Homo-Flagge in einer christlichen Kirche in Kanada
© MichaelWu, CC(kreuz.net) Wie vor einigen Wochen zu erfahren war, hat es in einem deutschen Bistum einen Homo-Skandal
gegeben.
Dieses Bistum ist dafür bekannt, daß kaum noch junge Menschen ins Priesterseminar eintreten.
Die Gründe für die Seminaristenflucht liegen im dortigen Bischof und Regens.
Nun wurde bekannt, daß
es unter den wenigen Seminaristen, die es in dem Bistum gibt, zu wilden homosexuellen Entartungen gekommen
sei.
Der Regens wurde darüber informiert. Er versuchte, den Skandal zu verheimlichen.
Schließlich
war das energische Einschreiten von Laien aus dem Bistum nötig, um dem greulichen Treiben Einhalt zu
gebieten.
Nach weiteren Beschwerden wurde einem Homo-Seminaristen, der den widernatürlichen Greuel veranstaltet
hatte, die Weihe in diesem Jahr untersagt.
Bereits vor dessen Eintritt ins Priesterseminar war bekannt,
daß er der Sodom-Unzucht verfallen ist.
Die anderen beteiligten Seminaristen dürfen den eingeschlagenen
Weg im Seminar fortsetzen.
Bischof und Regens versuchen die Situation, so gut es geht, zu vertuschen.
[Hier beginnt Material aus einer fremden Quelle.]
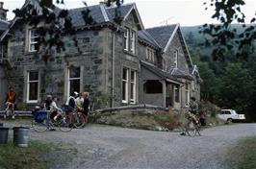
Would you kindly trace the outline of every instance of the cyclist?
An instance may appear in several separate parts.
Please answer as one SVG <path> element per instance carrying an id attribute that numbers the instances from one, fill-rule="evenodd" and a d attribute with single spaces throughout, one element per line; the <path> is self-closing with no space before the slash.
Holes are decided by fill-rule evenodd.
<path id="1" fill-rule="evenodd" d="M 14 114 L 14 104 L 16 101 L 16 93 L 13 91 L 13 88 L 11 86 L 9 88 L 9 92 L 6 94 L 6 105 L 7 105 L 7 109 L 6 110 L 11 109 L 11 114 L 12 114 L 12 118 L 14 119 L 15 118 L 15 114 Z M 6 116 L 5 116 L 6 117 Z"/>
<path id="2" fill-rule="evenodd" d="M 191 122 L 193 121 L 195 124 L 198 124 L 199 121 L 196 118 L 196 115 L 198 114 L 198 104 L 195 102 L 194 97 L 191 97 L 191 102 L 190 102 L 190 108 L 189 108 L 189 113 L 187 114 L 187 124 L 186 126 Z M 181 135 L 186 135 L 186 132 L 183 132 L 180 133 Z"/>
<path id="3" fill-rule="evenodd" d="M 84 97 L 83 113 L 86 115 L 86 122 L 88 122 L 88 112 L 89 112 L 89 106 L 90 106 L 89 92 L 84 92 L 83 97 Z"/>
<path id="4" fill-rule="evenodd" d="M 52 95 L 47 95 L 46 100 L 44 101 L 44 104 L 43 104 L 43 109 L 50 110 L 51 103 L 52 103 Z"/>
<path id="5" fill-rule="evenodd" d="M 53 120 L 55 120 L 55 121 L 57 120 L 57 118 L 59 116 L 62 115 L 62 112 L 63 112 L 62 109 L 58 108 L 58 106 L 56 104 L 57 101 L 58 101 L 58 98 L 56 96 L 53 96 L 52 102 L 50 104 L 50 112 L 51 112 L 51 114 L 54 114 L 55 115 L 53 117 Z"/>
<path id="6" fill-rule="evenodd" d="M 84 97 L 83 93 L 79 93 L 79 96 L 75 100 L 76 108 L 78 111 L 82 112 L 84 110 L 83 104 L 84 104 Z"/>

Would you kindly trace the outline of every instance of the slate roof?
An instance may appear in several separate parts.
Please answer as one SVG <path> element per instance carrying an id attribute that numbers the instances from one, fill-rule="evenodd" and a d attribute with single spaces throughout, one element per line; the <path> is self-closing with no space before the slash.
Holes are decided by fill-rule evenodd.
<path id="1" fill-rule="evenodd" d="M 145 30 L 141 30 L 138 32 L 139 38 L 141 38 L 142 40 L 145 40 L 149 44 L 161 48 L 160 44 L 152 37 L 152 36 L 146 32 Z"/>
<path id="2" fill-rule="evenodd" d="M 124 18 L 126 14 L 128 14 L 128 12 L 131 11 L 133 6 L 134 6 L 134 3 L 123 4 L 120 6 L 120 13 L 121 13 L 122 18 Z M 80 26 L 86 25 L 86 22 L 83 19 L 83 15 L 81 12 L 86 11 L 87 8 L 90 11 L 90 14 L 91 15 L 91 17 L 96 23 L 114 21 L 115 13 L 115 11 L 116 7 L 107 7 L 105 5 L 94 5 L 94 6 L 89 6 L 89 7 L 84 7 L 84 8 L 78 8 L 78 9 L 70 9 L 68 11 L 69 12 L 68 13 L 72 18 L 73 26 L 80 27 Z M 107 20 L 106 18 L 108 18 L 109 20 Z"/>
<path id="3" fill-rule="evenodd" d="M 0 35 L 8 29 L 9 24 L 10 23 L 8 21 L 0 20 Z"/>
<path id="4" fill-rule="evenodd" d="M 173 77 L 176 77 L 176 78 L 185 78 L 185 79 L 188 79 L 188 80 L 194 80 L 193 76 L 192 76 L 191 74 L 180 70 L 179 68 L 172 68 L 172 69 L 170 69 L 169 72 L 170 72 L 170 74 Z"/>
<path id="5" fill-rule="evenodd" d="M 148 28 L 146 31 L 151 35 L 153 38 L 160 44 L 160 46 L 165 49 L 171 35 L 173 34 L 176 24 L 167 25 L 162 27 Z"/>
<path id="6" fill-rule="evenodd" d="M 154 65 L 151 65 L 145 61 L 141 60 L 141 65 L 145 67 L 146 69 L 148 69 L 149 71 L 151 71 L 152 73 L 154 73 L 155 75 L 157 75 L 163 79 L 169 79 L 169 80 L 173 80 L 173 81 L 176 81 L 178 83 L 181 83 L 177 80 L 176 77 L 172 76 L 170 73 L 163 71 L 162 69 L 160 69 Z"/>

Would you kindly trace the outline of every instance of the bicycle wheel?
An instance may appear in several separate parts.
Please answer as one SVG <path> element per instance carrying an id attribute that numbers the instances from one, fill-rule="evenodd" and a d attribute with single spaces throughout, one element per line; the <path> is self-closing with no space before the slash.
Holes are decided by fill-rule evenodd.
<path id="1" fill-rule="evenodd" d="M 186 132 L 190 136 L 194 136 L 196 134 L 196 124 L 190 120 L 187 124 Z"/>
<path id="2" fill-rule="evenodd" d="M 58 120 L 58 127 L 63 132 L 69 132 L 73 129 L 69 116 L 64 115 Z"/>
<path id="3" fill-rule="evenodd" d="M 44 119 L 42 122 L 36 122 L 35 120 L 32 121 L 32 128 L 36 132 L 44 132 L 48 129 L 47 119 Z"/>
<path id="4" fill-rule="evenodd" d="M 72 124 L 75 128 L 83 128 L 85 126 L 86 119 L 81 112 L 72 115 Z"/>

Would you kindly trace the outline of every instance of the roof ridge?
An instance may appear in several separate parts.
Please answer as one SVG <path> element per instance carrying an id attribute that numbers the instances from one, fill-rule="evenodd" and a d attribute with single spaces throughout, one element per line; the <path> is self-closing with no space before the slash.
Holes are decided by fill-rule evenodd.
<path id="1" fill-rule="evenodd" d="M 152 30 L 152 29 L 156 29 L 156 28 L 166 28 L 166 27 L 176 26 L 176 25 L 178 25 L 178 23 L 171 24 L 171 25 L 155 26 L 155 27 L 151 27 L 151 28 L 146 28 L 145 30 Z"/>
<path id="2" fill-rule="evenodd" d="M 130 3 L 127 3 L 127 4 L 121 4 L 120 7 L 122 6 L 128 6 L 128 5 L 134 5 L 136 4 L 135 2 L 130 2 Z M 116 8 L 117 6 L 110 6 L 110 7 L 107 7 L 106 9 L 109 10 L 109 9 L 114 9 L 114 8 Z"/>
<path id="3" fill-rule="evenodd" d="M 101 5 L 101 4 L 99 5 L 99 7 L 100 7 L 100 10 L 101 10 L 101 12 L 103 14 L 105 22 L 110 21 L 110 18 L 108 16 L 107 11 L 105 10 L 105 7 L 103 5 Z"/>
<path id="4" fill-rule="evenodd" d="M 146 30 L 141 30 L 143 33 L 146 34 L 147 37 L 149 37 L 151 40 L 153 40 L 157 45 L 158 47 L 161 48 L 160 44 L 157 42 L 157 40 L 146 31 Z"/>

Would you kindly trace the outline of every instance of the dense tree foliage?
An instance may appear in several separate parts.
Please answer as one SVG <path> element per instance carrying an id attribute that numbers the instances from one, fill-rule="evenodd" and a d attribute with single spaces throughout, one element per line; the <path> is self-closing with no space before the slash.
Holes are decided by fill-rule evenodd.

Zum Jahreswechsel hatte der Bischof noch Krokodilstränen geweint und beteuert, daß ihm sexuelle Vergehen
einzelner Priester zu schaffen machten und er „alles“ tun werde, daß nichts verheimlicht werde.
Auf
der anderen Seite bahnt er Homo-Unzüchtigen den Weg in seine Diözese, die bekanntlich für über achtzig
Prozent der Mißbrauchsfälle im kirchlichen Raum verantwortlich sind.